Les bombardements ont visé les points les plus essentiels de cette
complexe organisation hydraulique et, en tout premier lieu, l'écluse
de Lan. Entre le 24 mai 1972 et le 6 août, celle-ci a été attaquée
douze fois, et cela malgré sa destruction dès le second raid.
L'acharnement de l'U.S. Air Force sur cet ouvrage déjà détruit, et
qui se trouve loin de tout autre objectif, s'explique par le souci de
rendre impossible sa réparation ou la mise en place d'un système de
pompage. Ainsi, les eaux, ne pouvant plus s'écouler vers la mer, se
sont-elles accumulées dans les rizières où une bonne partie de la
récolte a été perdue.
Nous avons visité l'écluse
de Lan, le 3 août (en empruntant une très petite piste), et nous
avons pu constater qu'elle était située très loin de tout autre
objectif, loin des lieux habités, entre de vastes marais côtiers et
de grandes rizières.
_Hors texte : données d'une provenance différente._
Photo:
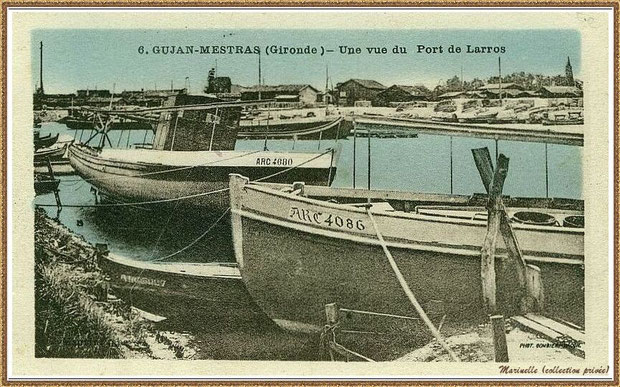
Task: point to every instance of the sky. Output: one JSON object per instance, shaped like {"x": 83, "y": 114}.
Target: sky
{"x": 79, "y": 59}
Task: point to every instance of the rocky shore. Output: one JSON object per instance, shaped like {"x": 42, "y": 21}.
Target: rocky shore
{"x": 77, "y": 315}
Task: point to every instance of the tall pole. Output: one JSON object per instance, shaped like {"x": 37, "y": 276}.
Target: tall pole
{"x": 259, "y": 77}
{"x": 41, "y": 69}
{"x": 451, "y": 169}
{"x": 499, "y": 62}
{"x": 369, "y": 134}
{"x": 354, "y": 149}
{"x": 546, "y": 172}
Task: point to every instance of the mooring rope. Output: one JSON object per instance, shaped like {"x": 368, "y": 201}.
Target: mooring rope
{"x": 407, "y": 290}
{"x": 195, "y": 240}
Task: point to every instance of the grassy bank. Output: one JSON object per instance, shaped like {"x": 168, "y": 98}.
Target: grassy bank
{"x": 75, "y": 314}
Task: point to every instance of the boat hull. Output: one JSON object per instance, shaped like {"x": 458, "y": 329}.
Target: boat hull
{"x": 328, "y": 253}
{"x": 51, "y": 154}
{"x": 45, "y": 141}
{"x": 154, "y": 183}
{"x": 179, "y": 291}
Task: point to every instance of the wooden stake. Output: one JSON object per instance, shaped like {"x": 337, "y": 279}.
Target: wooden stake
{"x": 494, "y": 206}
{"x": 408, "y": 292}
{"x": 499, "y": 339}
{"x": 485, "y": 168}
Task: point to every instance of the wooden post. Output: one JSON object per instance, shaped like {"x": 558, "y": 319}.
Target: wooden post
{"x": 331, "y": 313}
{"x": 408, "y": 292}
{"x": 535, "y": 291}
{"x": 354, "y": 149}
{"x": 499, "y": 339}
{"x": 485, "y": 168}
{"x": 369, "y": 134}
{"x": 299, "y": 186}
{"x": 487, "y": 267}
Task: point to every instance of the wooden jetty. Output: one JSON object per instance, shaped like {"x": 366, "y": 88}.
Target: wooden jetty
{"x": 531, "y": 133}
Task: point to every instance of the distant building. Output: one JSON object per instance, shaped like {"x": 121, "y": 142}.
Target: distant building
{"x": 302, "y": 94}
{"x": 560, "y": 92}
{"x": 357, "y": 90}
{"x": 455, "y": 95}
{"x": 93, "y": 93}
{"x": 400, "y": 93}
{"x": 219, "y": 85}
{"x": 504, "y": 86}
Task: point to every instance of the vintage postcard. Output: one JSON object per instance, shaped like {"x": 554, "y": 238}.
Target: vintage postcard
{"x": 303, "y": 194}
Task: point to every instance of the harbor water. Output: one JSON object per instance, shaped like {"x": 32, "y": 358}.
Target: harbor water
{"x": 421, "y": 164}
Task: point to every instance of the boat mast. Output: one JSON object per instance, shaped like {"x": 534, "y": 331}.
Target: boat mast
{"x": 259, "y": 77}
{"x": 499, "y": 62}
{"x": 41, "y": 70}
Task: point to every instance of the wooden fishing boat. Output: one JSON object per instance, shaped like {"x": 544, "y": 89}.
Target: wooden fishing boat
{"x": 51, "y": 153}
{"x": 300, "y": 248}
{"x": 151, "y": 175}
{"x": 177, "y": 290}
{"x": 59, "y": 167}
{"x": 315, "y": 130}
{"x": 44, "y": 141}
{"x": 44, "y": 184}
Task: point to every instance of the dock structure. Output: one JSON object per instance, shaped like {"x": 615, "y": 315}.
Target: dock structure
{"x": 529, "y": 133}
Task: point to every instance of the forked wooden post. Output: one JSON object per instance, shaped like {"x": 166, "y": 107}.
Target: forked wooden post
{"x": 528, "y": 276}
{"x": 499, "y": 339}
{"x": 494, "y": 206}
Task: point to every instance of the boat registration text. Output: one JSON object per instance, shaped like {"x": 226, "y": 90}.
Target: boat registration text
{"x": 143, "y": 280}
{"x": 277, "y": 161}
{"x": 322, "y": 218}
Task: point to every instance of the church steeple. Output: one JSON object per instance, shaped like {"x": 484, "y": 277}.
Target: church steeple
{"x": 570, "y": 81}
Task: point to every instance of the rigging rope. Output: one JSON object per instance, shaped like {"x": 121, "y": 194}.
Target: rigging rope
{"x": 195, "y": 240}
{"x": 407, "y": 289}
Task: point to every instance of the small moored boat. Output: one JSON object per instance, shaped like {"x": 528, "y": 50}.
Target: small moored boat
{"x": 301, "y": 249}
{"x": 44, "y": 141}
{"x": 176, "y": 290}
{"x": 51, "y": 153}
{"x": 148, "y": 175}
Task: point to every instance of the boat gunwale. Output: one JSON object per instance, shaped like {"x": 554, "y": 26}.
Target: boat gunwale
{"x": 97, "y": 159}
{"x": 407, "y": 215}
{"x": 173, "y": 267}
{"x": 473, "y": 251}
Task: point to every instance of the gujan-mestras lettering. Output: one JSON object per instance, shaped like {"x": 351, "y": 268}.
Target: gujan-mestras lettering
{"x": 171, "y": 50}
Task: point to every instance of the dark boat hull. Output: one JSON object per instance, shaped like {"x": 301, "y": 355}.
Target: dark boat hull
{"x": 311, "y": 271}
{"x": 51, "y": 154}
{"x": 179, "y": 291}
{"x": 42, "y": 187}
{"x": 44, "y": 142}
{"x": 297, "y": 254}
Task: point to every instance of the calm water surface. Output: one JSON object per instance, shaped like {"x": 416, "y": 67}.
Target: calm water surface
{"x": 409, "y": 164}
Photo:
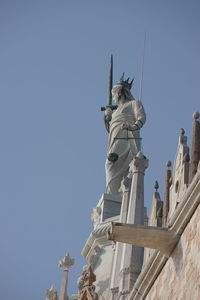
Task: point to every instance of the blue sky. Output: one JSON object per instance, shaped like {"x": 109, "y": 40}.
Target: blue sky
{"x": 54, "y": 57}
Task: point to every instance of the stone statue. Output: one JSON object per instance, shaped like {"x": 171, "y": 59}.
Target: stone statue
{"x": 51, "y": 294}
{"x": 124, "y": 140}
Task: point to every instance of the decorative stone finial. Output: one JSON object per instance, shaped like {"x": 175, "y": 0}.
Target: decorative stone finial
{"x": 156, "y": 185}
{"x": 168, "y": 163}
{"x": 51, "y": 294}
{"x": 182, "y": 131}
{"x": 196, "y": 115}
{"x": 66, "y": 262}
{"x": 186, "y": 157}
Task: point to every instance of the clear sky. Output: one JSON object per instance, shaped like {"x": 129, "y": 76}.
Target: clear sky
{"x": 54, "y": 57}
Cette écluse, qui joue le rôle essentiel, a
déjà été attaquée en 1968. On aura enfin une idée du caractère
systématique et global de l'action menée contre le système
hydraulique du Nord-Vietnam lorsqu'on saura que l'usine
Nha-May-Gho-Khi (près de Hanoï), qui fournit le matériel
nécessaire à la réparation des écluses et autres ouvrages
hydrauliques, a été rasée le 5 août par un bombardement
particulièrement intense et précis. Par ailleurs, des bombardements
ont eu lieu sur les grandes digues de la rivière Traly, touchées en
quatre endroits, et sur celles du fleuve Rouge, qui ont été
touchées en trois endroits différents.
Nous avons pu visiter le 3
août sur la rivière Traly le secteur de digues attaqué le 21
juillet près du village de Vu-Dong (district de Kien-Xong) : onze
bombes ont provoqué des cratères à proximité de la digue (à
moins de cinquante mètres), qui ont entraîné la formation de
graves fissures dans une section longue de deux cents mètres. Une
bombe a creusé un cratère directement dans la digue. Ce
bombardement, qui a atteint des maisons rurales situées près de la
digue, a causé la mort de neuf personnes et neuf blessés graves.Au
moment de notre visite, l'essentiel des dégâts avaient été
réparés, mais les sections de digue qui avaient dû être
reconstruites étaient parfaitement repérables.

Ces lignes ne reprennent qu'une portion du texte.